実際、助けを求めた中には、被害の詳細を聞くだけで何もしなかったり、制度に関する誤情報を与えたり、被害者を責めるような言動をする人もいました。その一方で、私の話を最後まで丁寧に聞き、専門的な知識で支えてくれた人たちもいます。特に、現地の弁護士会で無料相談に従事する弁護士や、女性の権利を支援するカウンセラーの存在は心強く、適切な情報と行動を得るための鍵となりました。
こうした体験を通じて、たとえ国や文化、制度が違っても、人の痛みに寄り添い、行動してくれる人は必ずいると学びました。事件や困難に直面したときは、怖くても、心折れそうでも、信頼できる場所にたどり着くまで声を上げ続けてほしい――それが私自身の実体験から伝えたいことです。

留学前にやっておけばよかったこと

語学の基礎を身につけ、現地の文化や制度を事前に理解しておくことで、トラブルを回避しやすくなります。また、自分の関心テーマに関連する情報をSNSで集め、現地のイベントに積極的に参加することで、重要な団体や人物とのつながりが生まれます。そこから紹介が広がり、研究や社会活動が深まっていきます。

留学を勧める・勧めない理由

海外での生活は、自分の過去や現在を客観的に見つめ直し、人生に本当に必要なものを見極める大きな機会になります。
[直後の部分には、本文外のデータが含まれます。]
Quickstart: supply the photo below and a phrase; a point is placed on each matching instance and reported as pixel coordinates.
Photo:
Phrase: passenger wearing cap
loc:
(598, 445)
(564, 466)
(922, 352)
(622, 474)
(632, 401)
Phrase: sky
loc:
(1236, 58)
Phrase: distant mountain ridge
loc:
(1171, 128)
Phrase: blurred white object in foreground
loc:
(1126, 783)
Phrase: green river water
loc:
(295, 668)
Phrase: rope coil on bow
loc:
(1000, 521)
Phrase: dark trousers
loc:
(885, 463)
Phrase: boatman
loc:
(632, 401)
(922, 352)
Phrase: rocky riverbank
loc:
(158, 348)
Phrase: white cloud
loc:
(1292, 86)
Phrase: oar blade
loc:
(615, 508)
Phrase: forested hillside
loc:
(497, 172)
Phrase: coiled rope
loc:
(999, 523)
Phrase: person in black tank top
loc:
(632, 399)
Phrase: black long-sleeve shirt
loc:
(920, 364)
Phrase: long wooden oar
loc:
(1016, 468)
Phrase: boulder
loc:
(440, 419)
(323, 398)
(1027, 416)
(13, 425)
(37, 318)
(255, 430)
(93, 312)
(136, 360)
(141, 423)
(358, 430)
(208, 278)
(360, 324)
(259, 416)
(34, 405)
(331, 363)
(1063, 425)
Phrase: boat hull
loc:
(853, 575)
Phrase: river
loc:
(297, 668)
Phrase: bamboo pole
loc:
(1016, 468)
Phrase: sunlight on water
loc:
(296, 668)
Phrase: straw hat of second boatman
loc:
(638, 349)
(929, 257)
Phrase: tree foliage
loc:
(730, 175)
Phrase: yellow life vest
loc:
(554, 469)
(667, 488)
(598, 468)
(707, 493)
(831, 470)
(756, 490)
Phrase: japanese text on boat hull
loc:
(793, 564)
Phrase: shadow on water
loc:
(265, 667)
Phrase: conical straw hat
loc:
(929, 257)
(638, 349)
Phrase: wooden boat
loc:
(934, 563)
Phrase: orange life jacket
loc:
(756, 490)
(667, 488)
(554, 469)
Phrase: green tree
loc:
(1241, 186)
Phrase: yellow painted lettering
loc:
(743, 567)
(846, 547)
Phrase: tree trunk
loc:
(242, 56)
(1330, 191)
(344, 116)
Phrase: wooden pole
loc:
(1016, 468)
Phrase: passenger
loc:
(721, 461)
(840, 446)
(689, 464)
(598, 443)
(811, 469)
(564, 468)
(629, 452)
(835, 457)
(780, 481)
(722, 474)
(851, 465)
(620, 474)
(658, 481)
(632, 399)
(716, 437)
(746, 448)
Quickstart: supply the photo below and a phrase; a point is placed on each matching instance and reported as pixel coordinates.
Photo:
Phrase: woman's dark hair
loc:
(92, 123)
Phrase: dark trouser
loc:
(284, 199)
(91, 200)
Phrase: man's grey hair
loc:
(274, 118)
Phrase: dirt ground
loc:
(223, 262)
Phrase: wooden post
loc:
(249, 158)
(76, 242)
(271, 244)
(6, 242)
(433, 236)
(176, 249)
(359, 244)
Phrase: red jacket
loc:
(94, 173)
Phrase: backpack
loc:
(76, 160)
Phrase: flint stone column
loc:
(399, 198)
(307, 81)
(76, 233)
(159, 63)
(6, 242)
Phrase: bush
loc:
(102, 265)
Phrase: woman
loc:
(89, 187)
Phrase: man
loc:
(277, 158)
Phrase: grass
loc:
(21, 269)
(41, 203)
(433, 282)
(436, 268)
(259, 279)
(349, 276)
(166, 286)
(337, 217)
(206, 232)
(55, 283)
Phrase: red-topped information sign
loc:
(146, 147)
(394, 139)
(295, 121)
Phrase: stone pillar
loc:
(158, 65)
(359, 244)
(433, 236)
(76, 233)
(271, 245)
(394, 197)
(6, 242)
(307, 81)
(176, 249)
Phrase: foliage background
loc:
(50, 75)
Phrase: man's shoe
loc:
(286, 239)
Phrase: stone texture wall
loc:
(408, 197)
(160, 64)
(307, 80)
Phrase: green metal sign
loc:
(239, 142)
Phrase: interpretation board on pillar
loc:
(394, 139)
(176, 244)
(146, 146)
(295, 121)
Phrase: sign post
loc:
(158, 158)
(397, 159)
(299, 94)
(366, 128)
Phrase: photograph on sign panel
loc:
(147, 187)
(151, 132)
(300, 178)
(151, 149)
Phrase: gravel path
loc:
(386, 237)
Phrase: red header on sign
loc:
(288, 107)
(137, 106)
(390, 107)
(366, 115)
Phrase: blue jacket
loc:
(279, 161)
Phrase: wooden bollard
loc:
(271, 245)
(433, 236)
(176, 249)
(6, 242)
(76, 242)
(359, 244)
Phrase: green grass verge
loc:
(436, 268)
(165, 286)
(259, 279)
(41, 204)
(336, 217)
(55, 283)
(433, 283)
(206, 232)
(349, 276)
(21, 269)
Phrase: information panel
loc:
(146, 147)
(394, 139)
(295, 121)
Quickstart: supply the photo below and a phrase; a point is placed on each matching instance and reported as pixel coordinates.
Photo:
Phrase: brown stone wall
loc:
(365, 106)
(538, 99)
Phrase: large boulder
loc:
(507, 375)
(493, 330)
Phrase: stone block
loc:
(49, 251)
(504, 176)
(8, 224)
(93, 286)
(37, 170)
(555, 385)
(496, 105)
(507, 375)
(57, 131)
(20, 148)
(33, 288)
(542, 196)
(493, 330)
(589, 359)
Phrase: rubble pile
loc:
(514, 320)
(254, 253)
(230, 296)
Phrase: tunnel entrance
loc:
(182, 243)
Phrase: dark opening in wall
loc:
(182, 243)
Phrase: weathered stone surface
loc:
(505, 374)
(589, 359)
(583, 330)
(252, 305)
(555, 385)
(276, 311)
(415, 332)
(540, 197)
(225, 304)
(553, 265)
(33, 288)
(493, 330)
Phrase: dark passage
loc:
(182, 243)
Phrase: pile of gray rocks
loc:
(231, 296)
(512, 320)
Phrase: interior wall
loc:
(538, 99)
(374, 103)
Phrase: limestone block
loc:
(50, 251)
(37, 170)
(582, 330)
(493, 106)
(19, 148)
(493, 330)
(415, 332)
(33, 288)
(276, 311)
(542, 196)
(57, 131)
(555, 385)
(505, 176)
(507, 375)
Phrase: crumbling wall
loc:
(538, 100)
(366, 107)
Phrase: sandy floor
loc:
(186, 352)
一方で、差別や偏見、強いストレスと向き合いながら心身の安全を守ることは簡単ではありません。それでも、その経験を通じて自己表現や適応の幅が広がり、どこにいても自分らしく生きやすくなる力が身につくと実感しました。

これから留学へ行く人へのメッセージ

将来をどう生きたいのか迷っている人ほど、留学には大きな意義があります。マイノリティとして異なる社会に身を置くことで、他者の痛みに気づく想像力や、困難な状況でも迷わず行動できる判断力が養われます。見えていなかった社会の側面や人間の本質が見え、自分にとって本当に大切なものを見極める力が育まれます。